Подросток, сидящий слева от меня, неожиданно соглашается.

– А еще их можно обменять на наркоту, – неадекватно хихикает он, и по его взгляду я понимаю, что этот тип явно под кайфом.

Но бандиту с мачете такая идея явно не по душе.

– Какой еще обмен?! – не унимается он, распаляя себя все больше и больше. – Да они колдуны все! Ты что, пожалеть их хочешь? Да не стоят они тех патронов и той еды, найдем в другом месте! Они бы нас не пожалели, прихлопнули бы при первой возможности, как мух. Или прокляли бы своими европейскими заклинаниями… взгляни только, как смотрит на нас этот белый своими погаными бесцветными зенками! Думаешь, просто так? Да порчу на нас наводит!

Почему-то ловлю себя на мысли, что эта опереточная свирепость даже смешна. Наши похитители напоминают дворовую баскетбольную команду, решившую сняться в любительском кино про уличных бандитов.

Пока те спорят о нашей дальнейшей судьбе, я наблюдаю, как остальные потрошат груз, выданный нам в Посольском районе. Деловито достают из мешка банки с консервами, упаковки с галетами. Кто-то хлещет из пластиковых канистр дефицитную пресную воду, бездумно расплескивая ее на полсалона.

– Чего пялишься, урод? – Один из громил не раздумывая заезжает мне изо всех сил в челюсть, и из рассеченной губы на дно салона веером брызгает кровь.

– Давно нужно было расправиться с белыми, – заученно, словно мантру, повторяет тип с мачете. – От них одни только беды. Пока они не появились на нашей земле – мы были здоровы и счастливы. Это они привезли с собой проклятие, они отравили ветер и воду, а теперь подсунули нам испорченные лекарства. У меня брат с сестрой умерли из-за этой заразы. И неизвестно, сколько еще наших умрет из-за них!..

Прекрасно понимаю, что любые мои аргументы не в силах изменить ситуацию. Я могу сколько угодно рассказывать им о тысячах людей, спасенных в нашей миссии, о сотнях тысяч прививок африканским детям в далеких деревнях, о сотнях тонн гуманитарной помощи, которую наши медики раздавали тут три года назад, после очередного военного переворота. Все это лишь озлобит этих мерзавцев против нас. Уж если в человеке проснулась первобытная жажда крови и убийств, то обуздать ее путем логических выкладок невозможно…

Джамбо, впрочем, пытается что-то возразить, однако сидящий от него слева подонок резко бьет его кулаком в живот.

– Я видел этого белого типа раньше, он в госпитале ошивался, – говорит он, зыркая на меня. – Клянусь всеми нашими богами, что он один из тех, кто приложил руку к заражению города. А этот, – кивает он на Джамбо, – вдвойне заслуживает смерти. За то, что продался этим дьяволам. – Он хватается за мачете, но его тут же останавливают:

– Эй, эй! Не пори горячку. Зарежешь – и весь салон будет в крови. Ты станешь мыть? Нет. А тачка нам еще пригодится.

– Тогда останови машину! – истерично кричит громила водиле. – Казню тут же, у забора, как собак!
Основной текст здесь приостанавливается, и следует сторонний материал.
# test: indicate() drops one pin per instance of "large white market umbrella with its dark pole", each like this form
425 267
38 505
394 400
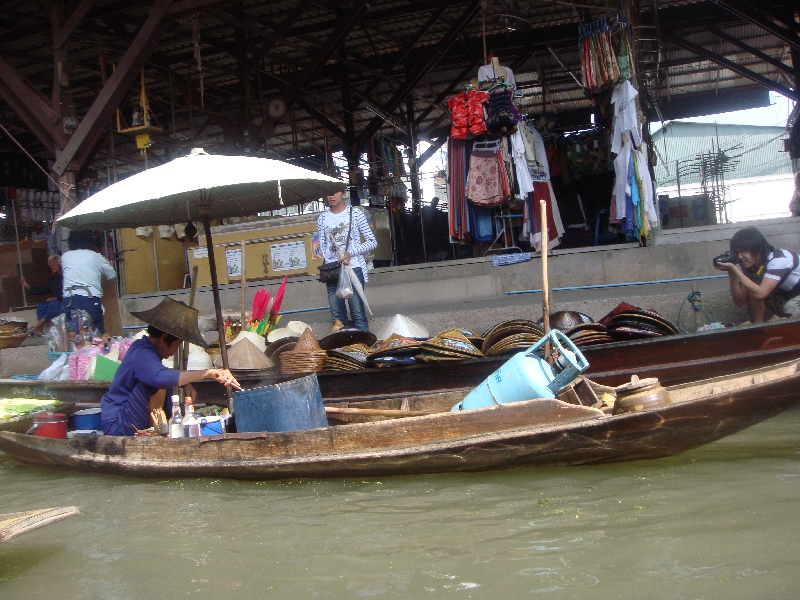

А головы через стену Посольского района перебросим, чтобы их дружки знали, к чему им всем следует готовиться!..

Фургон давно выехал из приморского парка и теперь катит по набережной. Механически отмечаю, что мы отдаляемся от миссии на северо-восток. Минут через пять набережная закончится, потом промелькнет заброшенная лодочная станция, а затем, спустя метров сто, начнется первобытный пляж, поросший мангровыми кустами и кокосовыми пальмами.

В салоне стоит чудовищный шум и гам, каждый рвется ударить нас, толкнуть или хотя бы ущипнуть побольней. Теперь пятеро головорезов, включая наркомана-подростка, требуют нашей немедленной и безоговорочной смерти, причем каждый готов разорвать нас на части, а то и пытать нас перед казнью. И только водитель, он же главарь, вяло сопротивляется. В который уже раз напоминает, что казнить нас в салоне не стоит, будет слишком много крови, и пытается убедить свою банду, что нас двоих можно довольно выгодно обменять.